Gunung Batur (Mount Batur) … or where I had been! Because I arrived in
Padangbai by way of the Batur volcanic crater and a lovely, pre-dawn hike under
stars to its summit. In Kedisan I’d stashed my bag with the hotel office and
set out in hiking boots, my favorite, green flannel shirt, and a lumbar bag up
a grassy trail that led to the volcanic crater. It was an easy ascent up 1717
meters to a shockingly beautiful view, and a lovely experience watching the
stars fade into the first colors of morning as brightly-colored birds traversed
the footpath and morning overtook us. At the top, a cool morning breeze
lingered still: before too long the sun would climb overhead and the Indonesian
humidity would creep up the slopes.

“There is an intense but simple thrill in setting off in the morning on a
mountain trail knowing that everything you need is on your back. It is a
confidence in having left all inessentials behind and of entering a world of
natural beauty which has not been violated, where money has no value, and
possessions are a deadweight. The person with the fewest possessions is the
freest: Thoreau was right. -- Paul Theroux”

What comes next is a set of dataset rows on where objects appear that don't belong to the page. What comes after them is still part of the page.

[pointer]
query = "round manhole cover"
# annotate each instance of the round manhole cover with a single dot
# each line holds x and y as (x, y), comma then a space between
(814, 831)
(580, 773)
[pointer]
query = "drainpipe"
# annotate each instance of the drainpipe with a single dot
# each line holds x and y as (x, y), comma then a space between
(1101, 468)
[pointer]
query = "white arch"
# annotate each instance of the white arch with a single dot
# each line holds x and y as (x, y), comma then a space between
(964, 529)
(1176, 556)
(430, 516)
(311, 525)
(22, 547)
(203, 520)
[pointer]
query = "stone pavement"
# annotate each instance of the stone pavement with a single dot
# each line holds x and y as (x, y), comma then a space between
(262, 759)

Westerners feel a proud sense of accomplishment in summiting Indonesian
volcanoes, but it doesn’t last long: in places like Batur, Indonesian children
make the same hike every morning. In lieu of lumbar bags and fancy boots they
do it in worn flip-flops or barefoot, with a crate of soda bottles on their
head. I’d like to say I bought one from them, but I did not.

I set southward instead, and down from the bright summit, following a lava flow
part of the time. It had oozed forth in two long streams, bridging once in a
gorgeous, balsatic arch you could sneak under. It looked so fragile, but poking
at it with a variety of sticks and rocks, I found it was extremely strong. Lava
goes where it wants with inexorable determination. So did this lucky traveler,
nudging eastward along the Ring of Fire.